Lean processes in modern manufacturingAdd bookmark
The principles of lean manufacturing can - by their very nature - shake businesses to their very core, with full integration of Six Sigma working practices invariably requiring firms to completely re-evaluate the way they look at output and efficiency. But the fundamentals of lean production hold immense potential for companies to lower their costs, improve control and boost efficiency through waste reduction and heightened productivity. And companies in Asia are rediscovering its transformative power.
Success in lean manufacturing hinges on cohesion and faultless cooperation across all of an organisation's departments and functions. Implementation of Six Sigma principles can bring a wealth of benefits to firms operating in virtually any sector, but the transformation can be difficult and time consuming, with its own distinct spectrum of challenges to overcome. Although there are plenty of examples where lean production has helped businesses completely turn around their fortunes – and in some industries it verges on being the expected norm.
The concept of lean manufacturing has its origins in the automotive industry and credit for its creation usually goes to Japanese businessman Taiichi Ohno. He developed the basic methodology, allowing car maker Toyota to efficiently turn out vehicles that were of superior quality to those of its rivals, at a lower production cost. In the 21st century, the lean assembly-line principle, also referred to as the Toyota Production System, is used by almost all vehicle manufacturers globally.
Waste reduction and process excellence are concepts that have helped shape the working environment to far more than just vehicle production plants. The suppliers of automotive parts have also taken many of the Toyota system's teachings on board in recent decades. Last year, WABCO, a top-tier supplier to the commercial vehicle industry, opened its own Six Sigma lean production plant in Jinan, China. The company's new facility will produce a number of advanced vehicle control systems to complement the standard output of its existing Chinese plant in Qingdao, in Shandong province.
In Jinan, WABCO will apply the lean model to complex parts for a range of clients, including Hyundai, UD Truck and Hino Motors. The firm's chairman and chief executive officer, Jacques Esculier, said that it faced huge opportunities due to the rapid development of emerging markets. "By further strengthening our local capabilities, we can adapt even more flexibly to this quickly growing environment and meet the needs of local customers and our new Jinan factory shows the company's commitment to the local commercial vehicle market," he said.
And as global markets progress, lean working practices are likely to play an increasingly important role. Modern adaptations of the Toyota system have seen variations in quality among competing original equipment manufacturers minimised – but quality is the key characteristic that allows certain brands to command a premium while others retain their perceived 'affordability'.

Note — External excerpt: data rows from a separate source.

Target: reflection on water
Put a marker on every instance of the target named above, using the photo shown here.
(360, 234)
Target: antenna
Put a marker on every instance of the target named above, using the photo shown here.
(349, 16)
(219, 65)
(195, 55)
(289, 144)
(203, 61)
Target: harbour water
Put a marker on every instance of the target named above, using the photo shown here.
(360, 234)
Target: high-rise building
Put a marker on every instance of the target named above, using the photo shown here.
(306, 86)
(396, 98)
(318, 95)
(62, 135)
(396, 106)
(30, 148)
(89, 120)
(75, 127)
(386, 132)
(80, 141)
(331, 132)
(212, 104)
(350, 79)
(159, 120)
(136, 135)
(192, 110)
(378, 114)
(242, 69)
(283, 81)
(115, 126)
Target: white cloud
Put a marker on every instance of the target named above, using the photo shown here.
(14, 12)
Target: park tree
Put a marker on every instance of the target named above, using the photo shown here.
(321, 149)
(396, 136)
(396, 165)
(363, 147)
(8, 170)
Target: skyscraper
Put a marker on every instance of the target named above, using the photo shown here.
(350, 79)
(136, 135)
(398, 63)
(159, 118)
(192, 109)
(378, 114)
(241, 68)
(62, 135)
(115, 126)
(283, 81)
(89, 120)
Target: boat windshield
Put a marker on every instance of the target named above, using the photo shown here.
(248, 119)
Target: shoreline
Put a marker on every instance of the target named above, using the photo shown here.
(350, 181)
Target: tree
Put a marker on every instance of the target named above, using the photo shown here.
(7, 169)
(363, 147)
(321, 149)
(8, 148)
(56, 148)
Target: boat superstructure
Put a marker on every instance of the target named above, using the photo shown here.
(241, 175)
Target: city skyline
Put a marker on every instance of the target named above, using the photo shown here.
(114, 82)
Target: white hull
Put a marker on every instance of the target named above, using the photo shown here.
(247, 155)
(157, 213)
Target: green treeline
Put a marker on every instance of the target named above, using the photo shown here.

The widespread deployment of lean manufacturing and Six Sigma strategies has allowed quality improvements to affect virtually every corner of the automotive industry. Quicker and more accurate inspection systems are delivering constant innovation and interrupted flow of important information. As a result, the response time between detection and correction of defects is reduced, effectively lowering the cost of overall product quality.